For more information, please contact the author.
Bureau Seminar, October 1, 2010
Influence of Basement Structure on Evolution of the Deepwater Gulf of Mexico
Dr. Michael R. Hudec
Dr. Michael R. Hudec
Bureau of Economic Geology
Jackson School of Geosciences and Frank J. Peel
Bureau of Economic Geology, Jackson School of Geosciences, Univ of Texas at Austin
Deep structure at the seaward end of the Louann salt basin is divisible into four provinces (from seaward to landward): Abyssal Plain, Allochthonous Ramp, Outer Plateau, and Deep Basin. The Abyssal Plain is composed of flat-lying sediments outboard of deep salt. The Allochthonous Ramp comprises deep salt lying on a surface that cuts upsection from a Louann-aged source layer. It is interpreted as an allochthonous fringe at the seaward end of the Louann salt basin. The Outer Plateau is composed salt structures resting on acoustic basement. Scale of salt structures and withdrawal basins suggest that salt was originally thinner here than in the adjacent Deep Basin. The Deep Basin lies landward and on the downthrown side of a 1-2 km high step in acoustic basement. It contains large diapirs and withdrawal structures indicating very thick original salt.
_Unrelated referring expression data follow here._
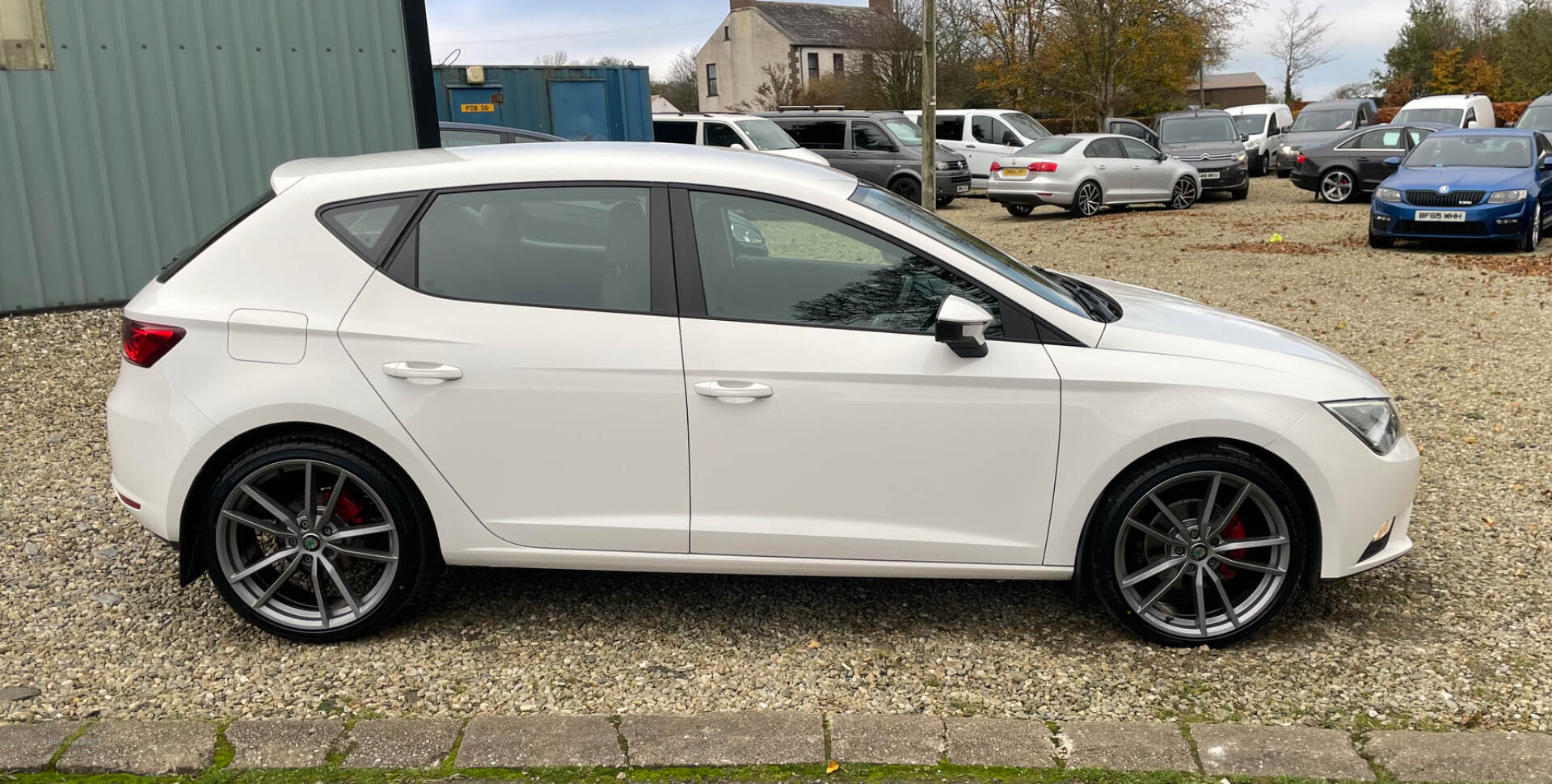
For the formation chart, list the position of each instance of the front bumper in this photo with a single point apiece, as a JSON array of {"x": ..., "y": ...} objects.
[
  {"x": 1356, "y": 491},
  {"x": 1482, "y": 221}
]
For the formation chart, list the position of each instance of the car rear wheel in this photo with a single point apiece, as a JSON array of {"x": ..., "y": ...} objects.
[
  {"x": 312, "y": 539},
  {"x": 1086, "y": 199},
  {"x": 1337, "y": 187},
  {"x": 1197, "y": 547},
  {"x": 1184, "y": 195}
]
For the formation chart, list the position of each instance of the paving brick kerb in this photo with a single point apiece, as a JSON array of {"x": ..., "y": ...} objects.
[{"x": 775, "y": 738}]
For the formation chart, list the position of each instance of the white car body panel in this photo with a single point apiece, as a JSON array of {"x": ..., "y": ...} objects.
[{"x": 831, "y": 475}]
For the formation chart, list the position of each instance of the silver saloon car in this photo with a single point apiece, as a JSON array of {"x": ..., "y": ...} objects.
[{"x": 1086, "y": 171}]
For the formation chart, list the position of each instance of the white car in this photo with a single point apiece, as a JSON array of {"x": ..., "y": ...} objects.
[
  {"x": 1263, "y": 124},
  {"x": 983, "y": 136},
  {"x": 563, "y": 356},
  {"x": 1456, "y": 111},
  {"x": 730, "y": 131},
  {"x": 1086, "y": 171}
]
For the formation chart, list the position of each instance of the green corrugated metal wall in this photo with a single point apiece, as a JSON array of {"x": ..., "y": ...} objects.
[{"x": 163, "y": 117}]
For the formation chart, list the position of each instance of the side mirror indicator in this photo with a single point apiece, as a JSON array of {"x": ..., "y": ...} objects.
[{"x": 961, "y": 327}]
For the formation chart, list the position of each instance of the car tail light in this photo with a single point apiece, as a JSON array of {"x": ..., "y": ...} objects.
[{"x": 146, "y": 344}]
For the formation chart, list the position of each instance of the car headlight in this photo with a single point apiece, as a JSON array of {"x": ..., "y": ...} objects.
[
  {"x": 1373, "y": 421},
  {"x": 1503, "y": 197}
]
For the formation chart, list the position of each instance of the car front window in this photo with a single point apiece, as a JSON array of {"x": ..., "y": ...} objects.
[
  {"x": 905, "y": 131},
  {"x": 1498, "y": 153},
  {"x": 1324, "y": 120},
  {"x": 914, "y": 216},
  {"x": 767, "y": 136},
  {"x": 1189, "y": 129}
]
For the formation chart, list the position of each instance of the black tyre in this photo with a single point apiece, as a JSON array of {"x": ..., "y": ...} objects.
[
  {"x": 907, "y": 188},
  {"x": 1194, "y": 547},
  {"x": 314, "y": 539}
]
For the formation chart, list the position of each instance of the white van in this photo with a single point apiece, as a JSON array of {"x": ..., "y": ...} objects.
[
  {"x": 1459, "y": 111},
  {"x": 730, "y": 131},
  {"x": 983, "y": 136},
  {"x": 1262, "y": 123}
]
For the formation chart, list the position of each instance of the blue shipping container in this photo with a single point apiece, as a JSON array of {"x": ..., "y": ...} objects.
[{"x": 585, "y": 103}]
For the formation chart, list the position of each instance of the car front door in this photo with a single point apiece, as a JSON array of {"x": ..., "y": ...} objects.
[
  {"x": 522, "y": 344},
  {"x": 1150, "y": 177},
  {"x": 824, "y": 418},
  {"x": 990, "y": 140},
  {"x": 1113, "y": 166}
]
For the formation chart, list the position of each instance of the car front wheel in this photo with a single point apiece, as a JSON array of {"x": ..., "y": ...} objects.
[
  {"x": 1197, "y": 547},
  {"x": 314, "y": 539}
]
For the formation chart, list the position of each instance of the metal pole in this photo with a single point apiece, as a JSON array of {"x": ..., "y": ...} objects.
[{"x": 929, "y": 104}]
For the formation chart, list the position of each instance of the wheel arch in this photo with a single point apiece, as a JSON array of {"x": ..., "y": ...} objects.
[
  {"x": 1285, "y": 472},
  {"x": 190, "y": 529}
]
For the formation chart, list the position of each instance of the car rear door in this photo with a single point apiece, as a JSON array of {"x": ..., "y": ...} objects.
[
  {"x": 828, "y": 423},
  {"x": 526, "y": 340}
]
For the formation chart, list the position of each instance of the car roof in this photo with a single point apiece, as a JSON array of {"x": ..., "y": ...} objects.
[{"x": 384, "y": 173}]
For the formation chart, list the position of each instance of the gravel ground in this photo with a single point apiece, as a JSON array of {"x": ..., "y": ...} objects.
[{"x": 1459, "y": 634}]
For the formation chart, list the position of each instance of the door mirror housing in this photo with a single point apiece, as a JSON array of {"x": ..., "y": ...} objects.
[{"x": 961, "y": 327}]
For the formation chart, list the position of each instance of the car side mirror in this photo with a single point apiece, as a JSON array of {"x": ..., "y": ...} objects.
[{"x": 961, "y": 327}]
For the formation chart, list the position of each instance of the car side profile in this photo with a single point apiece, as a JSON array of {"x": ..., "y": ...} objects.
[
  {"x": 1356, "y": 165},
  {"x": 1486, "y": 183},
  {"x": 480, "y": 357},
  {"x": 1086, "y": 171}
]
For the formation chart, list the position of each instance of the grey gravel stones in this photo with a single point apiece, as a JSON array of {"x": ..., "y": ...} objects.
[
  {"x": 146, "y": 748},
  {"x": 757, "y": 738},
  {"x": 1124, "y": 745},
  {"x": 1515, "y": 758},
  {"x": 1251, "y": 750},
  {"x": 283, "y": 744},
  {"x": 401, "y": 743},
  {"x": 541, "y": 741}
]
Most published restorations place the edge of the Louann salt basin at the downdip end of the Outer Plateau. However, we suggest that plate restorations, crustal signature, and geometry of the Outer Plateau suggest that the edge of the Louann Basin was further updip, and the downdip end of the Deep Basin Province.
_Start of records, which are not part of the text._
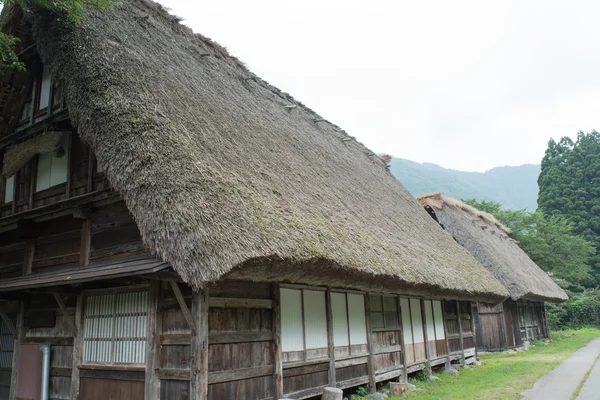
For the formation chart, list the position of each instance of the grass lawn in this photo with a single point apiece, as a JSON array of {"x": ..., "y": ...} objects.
[{"x": 504, "y": 376}]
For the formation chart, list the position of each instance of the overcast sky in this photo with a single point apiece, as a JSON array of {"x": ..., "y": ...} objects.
[{"x": 469, "y": 85}]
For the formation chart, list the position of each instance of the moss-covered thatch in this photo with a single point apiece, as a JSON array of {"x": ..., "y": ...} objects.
[
  {"x": 228, "y": 176},
  {"x": 489, "y": 242}
]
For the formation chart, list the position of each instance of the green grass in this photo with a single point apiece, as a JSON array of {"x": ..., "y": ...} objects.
[{"x": 505, "y": 376}]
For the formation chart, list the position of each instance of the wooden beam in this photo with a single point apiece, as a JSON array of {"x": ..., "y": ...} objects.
[
  {"x": 401, "y": 331},
  {"x": 199, "y": 348},
  {"x": 152, "y": 382},
  {"x": 63, "y": 308},
  {"x": 17, "y": 349},
  {"x": 370, "y": 346},
  {"x": 9, "y": 324},
  {"x": 77, "y": 346},
  {"x": 91, "y": 169},
  {"x": 225, "y": 302},
  {"x": 28, "y": 259},
  {"x": 330, "y": 345},
  {"x": 460, "y": 333},
  {"x": 184, "y": 308},
  {"x": 69, "y": 166},
  {"x": 425, "y": 334},
  {"x": 448, "y": 360},
  {"x": 278, "y": 372},
  {"x": 85, "y": 243},
  {"x": 32, "y": 182}
]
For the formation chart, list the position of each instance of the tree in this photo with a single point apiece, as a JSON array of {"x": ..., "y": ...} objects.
[
  {"x": 549, "y": 241},
  {"x": 74, "y": 10},
  {"x": 569, "y": 185}
]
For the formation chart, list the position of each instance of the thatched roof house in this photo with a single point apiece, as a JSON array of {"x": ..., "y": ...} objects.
[
  {"x": 489, "y": 242},
  {"x": 227, "y": 176}
]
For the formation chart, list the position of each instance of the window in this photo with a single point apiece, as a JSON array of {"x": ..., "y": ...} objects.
[
  {"x": 349, "y": 322},
  {"x": 52, "y": 170},
  {"x": 303, "y": 320},
  {"x": 9, "y": 190},
  {"x": 384, "y": 312},
  {"x": 115, "y": 328}
]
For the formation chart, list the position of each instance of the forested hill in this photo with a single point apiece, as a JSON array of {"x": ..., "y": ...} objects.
[{"x": 513, "y": 187}]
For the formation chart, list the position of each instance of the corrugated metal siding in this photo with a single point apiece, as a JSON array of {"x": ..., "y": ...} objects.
[
  {"x": 115, "y": 326},
  {"x": 291, "y": 320},
  {"x": 429, "y": 322},
  {"x": 357, "y": 317},
  {"x": 417, "y": 320},
  {"x": 439, "y": 320},
  {"x": 406, "y": 322}
]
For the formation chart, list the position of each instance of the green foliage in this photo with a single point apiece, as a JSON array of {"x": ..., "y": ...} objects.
[
  {"x": 550, "y": 241},
  {"x": 582, "y": 309},
  {"x": 74, "y": 10},
  {"x": 513, "y": 187},
  {"x": 569, "y": 186}
]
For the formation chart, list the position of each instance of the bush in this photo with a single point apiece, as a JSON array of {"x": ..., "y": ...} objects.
[{"x": 581, "y": 310}]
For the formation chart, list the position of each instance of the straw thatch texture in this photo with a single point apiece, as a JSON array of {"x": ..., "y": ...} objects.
[
  {"x": 226, "y": 174},
  {"x": 488, "y": 241},
  {"x": 17, "y": 155}
]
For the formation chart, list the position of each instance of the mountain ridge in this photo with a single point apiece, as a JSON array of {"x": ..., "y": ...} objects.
[{"x": 514, "y": 187}]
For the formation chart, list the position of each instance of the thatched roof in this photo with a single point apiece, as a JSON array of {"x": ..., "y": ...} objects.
[
  {"x": 489, "y": 242},
  {"x": 226, "y": 175}
]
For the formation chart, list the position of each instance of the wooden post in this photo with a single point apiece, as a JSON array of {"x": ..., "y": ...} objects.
[
  {"x": 77, "y": 347},
  {"x": 29, "y": 252},
  {"x": 330, "y": 345},
  {"x": 152, "y": 382},
  {"x": 84, "y": 248},
  {"x": 403, "y": 354},
  {"x": 278, "y": 373},
  {"x": 474, "y": 330},
  {"x": 199, "y": 364},
  {"x": 447, "y": 342},
  {"x": 17, "y": 340},
  {"x": 370, "y": 347},
  {"x": 426, "y": 335},
  {"x": 502, "y": 322},
  {"x": 460, "y": 333}
]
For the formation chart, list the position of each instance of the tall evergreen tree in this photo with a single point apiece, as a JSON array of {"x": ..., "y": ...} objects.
[{"x": 569, "y": 185}]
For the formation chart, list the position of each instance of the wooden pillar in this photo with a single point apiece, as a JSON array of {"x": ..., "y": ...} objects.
[
  {"x": 460, "y": 333},
  {"x": 426, "y": 335},
  {"x": 77, "y": 348},
  {"x": 370, "y": 347},
  {"x": 152, "y": 382},
  {"x": 447, "y": 342},
  {"x": 330, "y": 345},
  {"x": 199, "y": 364},
  {"x": 473, "y": 330},
  {"x": 503, "y": 333},
  {"x": 84, "y": 248},
  {"x": 17, "y": 347},
  {"x": 403, "y": 354},
  {"x": 278, "y": 373}
]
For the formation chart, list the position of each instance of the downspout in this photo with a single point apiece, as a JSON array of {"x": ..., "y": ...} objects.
[{"x": 45, "y": 349}]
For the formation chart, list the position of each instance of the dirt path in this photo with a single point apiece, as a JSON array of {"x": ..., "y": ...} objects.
[{"x": 562, "y": 382}]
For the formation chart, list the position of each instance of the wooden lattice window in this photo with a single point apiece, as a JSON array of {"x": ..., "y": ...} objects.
[
  {"x": 384, "y": 312},
  {"x": 6, "y": 343},
  {"x": 115, "y": 326}
]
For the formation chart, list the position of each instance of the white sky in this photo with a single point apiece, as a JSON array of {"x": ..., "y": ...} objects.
[{"x": 469, "y": 85}]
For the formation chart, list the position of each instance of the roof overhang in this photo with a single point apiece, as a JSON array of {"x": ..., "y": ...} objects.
[{"x": 122, "y": 267}]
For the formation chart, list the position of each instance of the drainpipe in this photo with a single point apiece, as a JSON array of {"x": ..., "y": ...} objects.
[{"x": 45, "y": 349}]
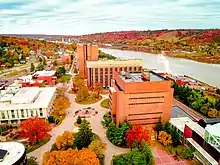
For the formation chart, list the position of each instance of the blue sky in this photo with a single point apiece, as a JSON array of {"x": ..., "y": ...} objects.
[{"x": 75, "y": 17}]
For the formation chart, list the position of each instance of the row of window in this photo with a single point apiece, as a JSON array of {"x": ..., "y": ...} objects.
[
  {"x": 145, "y": 103},
  {"x": 3, "y": 114},
  {"x": 155, "y": 97},
  {"x": 153, "y": 118}
]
A map of deep-salt provinces in the deepwater Gulf of Mexico suggests that the Louann salt basin is divisible into two parts, separated by a major reentrant. In the eastern (Louisiana) subbasin, the Outer Plateau and Allochthonous Ramp form concentric bands around the edge of the Deep Basin. The western (Texas) subbasin has no Allochthonous Ramp. This structure is consistent with plate restorations, but is less clearly supported by potential fields data.
The structure of the deep salt has had a major influence on the subsequent evolution of the deepwater Gulf of Mexico. A model in which a thin-salt fringe lay outboard of a thicker-salt Deep Basin can explain observed patterns in structural style, seismic data quality, diapir location and orientation, overridden diapirs, rafted minibasins, and imbricated sutures. It may also provide suggests for areas of future subcanopy hydrocarbon prospectivity.